Comment 45 for bug 1751268

Revision history for this message
In , Ahabig (ahabig) wrote :

Sorry for the long silence. Going has been slow: it takes a while to do a tweak/test/reboot/hang cycle. Especially since the disk controller gets munged upon the bug happening, even persisting across a power cycle (!) about 50% of the time (I have no idea how such a thing is even possible). And, this device is my "get work done" laptop, using the 4.14 kernel which is perfectly happy.

Anyway: tried a different approach. Threw in a spare disk, and tried a clean install of F29 and Kubuntu 18.04.1, in case cruft was to blame.

F29 installed from dvd... but the kernel installed to disk didn't boot once the first install pass finished.
Kubuntu's install dvd wouldn't even boot past the spinny "it's starting to boot" graphics screen.

In both cases, since things are "graphical boot" and "quiet", there's no feedback as to exactly what went wrong, and the system hangs too hard to switch to a different vtty, but it felt the same as the hangs described above.

Trying with the latest/last F27 kernel (yes, it's EOL now) 4.18.19-100, tried all permutations of integrated, discrete, and optimus bios settings, excluding nouveau drivers, and the nvidia proprietary blob. Sometimes it can get a clean boot - but then the sata controller goes out to lunch as soon as a write cache flush happens. Which makes me think the kms problem which started this thread is a symptom rather than the problem, just the one which usually triggers first. This is consistent with the problems getting log traces of the problems described above, because a lunched sata controller can't log errors.

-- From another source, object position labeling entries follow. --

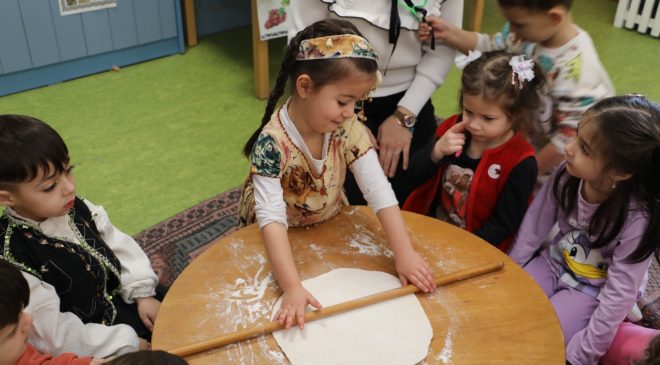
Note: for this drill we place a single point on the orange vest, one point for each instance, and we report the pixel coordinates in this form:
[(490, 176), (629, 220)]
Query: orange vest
[(488, 182)]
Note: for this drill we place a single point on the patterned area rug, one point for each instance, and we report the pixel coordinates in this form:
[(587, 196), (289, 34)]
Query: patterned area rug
[(173, 243), (176, 241)]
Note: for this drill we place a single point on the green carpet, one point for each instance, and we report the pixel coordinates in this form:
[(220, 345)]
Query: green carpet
[(156, 138)]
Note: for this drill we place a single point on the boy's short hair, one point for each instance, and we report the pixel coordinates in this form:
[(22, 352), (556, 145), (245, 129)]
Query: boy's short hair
[(535, 4), (14, 293), (27, 146), (147, 358)]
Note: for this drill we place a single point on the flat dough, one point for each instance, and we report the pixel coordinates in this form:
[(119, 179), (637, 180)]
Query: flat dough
[(394, 332)]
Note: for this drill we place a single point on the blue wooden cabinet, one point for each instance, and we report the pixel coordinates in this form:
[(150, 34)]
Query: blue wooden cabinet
[(39, 47)]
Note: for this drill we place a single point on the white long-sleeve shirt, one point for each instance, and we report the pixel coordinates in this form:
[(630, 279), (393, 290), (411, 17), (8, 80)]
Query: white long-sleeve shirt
[(57, 332), (269, 195), (413, 67)]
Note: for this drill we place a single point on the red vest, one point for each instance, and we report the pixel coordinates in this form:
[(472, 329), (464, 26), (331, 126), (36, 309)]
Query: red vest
[(488, 182)]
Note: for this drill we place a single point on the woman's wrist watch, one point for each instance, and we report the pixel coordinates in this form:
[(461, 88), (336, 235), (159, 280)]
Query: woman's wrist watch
[(405, 120)]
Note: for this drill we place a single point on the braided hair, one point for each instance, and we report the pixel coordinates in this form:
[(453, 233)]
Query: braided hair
[(628, 141), (321, 71)]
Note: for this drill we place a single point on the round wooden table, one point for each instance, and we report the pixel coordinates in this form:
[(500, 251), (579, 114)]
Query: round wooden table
[(498, 318)]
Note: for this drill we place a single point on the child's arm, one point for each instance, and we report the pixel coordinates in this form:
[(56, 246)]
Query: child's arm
[(616, 298), (295, 297), (541, 216), (378, 193), (409, 264), (138, 279), (33, 357), (511, 203), (57, 332)]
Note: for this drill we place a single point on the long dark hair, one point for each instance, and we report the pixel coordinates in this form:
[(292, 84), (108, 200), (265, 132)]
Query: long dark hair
[(322, 71), (490, 77), (627, 140), (28, 145)]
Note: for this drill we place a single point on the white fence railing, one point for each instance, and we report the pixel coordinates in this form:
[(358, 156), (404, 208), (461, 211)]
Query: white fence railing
[(645, 14)]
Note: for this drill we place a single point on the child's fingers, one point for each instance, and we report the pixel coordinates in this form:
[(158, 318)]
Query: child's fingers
[(403, 279), (147, 321), (281, 316), (314, 303), (421, 282), (289, 320), (301, 319), (458, 127)]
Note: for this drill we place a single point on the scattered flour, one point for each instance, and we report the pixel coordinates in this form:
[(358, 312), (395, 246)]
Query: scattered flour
[(365, 244)]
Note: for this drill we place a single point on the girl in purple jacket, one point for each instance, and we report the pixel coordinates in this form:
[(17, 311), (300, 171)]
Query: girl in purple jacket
[(605, 200)]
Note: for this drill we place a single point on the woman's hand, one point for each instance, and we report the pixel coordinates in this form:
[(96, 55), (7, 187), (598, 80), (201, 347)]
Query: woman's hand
[(294, 302), (451, 142), (413, 268), (148, 309), (393, 142)]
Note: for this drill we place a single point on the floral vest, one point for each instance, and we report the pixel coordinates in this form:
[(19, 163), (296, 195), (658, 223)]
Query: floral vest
[(85, 274), (488, 181), (310, 198)]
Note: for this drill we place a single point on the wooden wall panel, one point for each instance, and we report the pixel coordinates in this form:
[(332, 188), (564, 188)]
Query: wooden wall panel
[(14, 52), (168, 26), (96, 27), (69, 33), (122, 25), (40, 32), (149, 25)]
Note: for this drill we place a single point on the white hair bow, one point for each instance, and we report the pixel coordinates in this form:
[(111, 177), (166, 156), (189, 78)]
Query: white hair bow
[(463, 60), (523, 68)]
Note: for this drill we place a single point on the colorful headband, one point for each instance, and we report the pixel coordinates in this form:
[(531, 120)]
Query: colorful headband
[(336, 46), (523, 68), (463, 60)]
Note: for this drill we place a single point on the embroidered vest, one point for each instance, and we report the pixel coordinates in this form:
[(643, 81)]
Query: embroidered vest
[(488, 182), (310, 198), (85, 274)]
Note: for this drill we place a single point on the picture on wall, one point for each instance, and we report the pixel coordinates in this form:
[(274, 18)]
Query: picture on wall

Went back to drm-tip. See that it's kernel 5.0 now, cool.

This minimally configured kernel continues to work. I've enabled the extra features needed to run the laptop, no problems.

So: the bug is at the very least triggered by one of the (myriad) of enabled kernel options in the distro stock kernels. It feels to me like the old days of unprotected flat memory space where you could POKE random values into random addresses and watch the system fall apart: with the initial kms call being the most sensitive to it, and things unravel into thrashing the disk controller.

Parameter space is too vast for me to find the culprit with intermittent effort and a logging system that's often the first victim of the bug. So, I'm ready to punt, documenting this here in case someone else with more clues googles it is the only remaining thing I can do.

Time to just return to the 1990's and compile my own kernel :( At least git now makes tracking updates easier than it used to be in the Bad Old Days.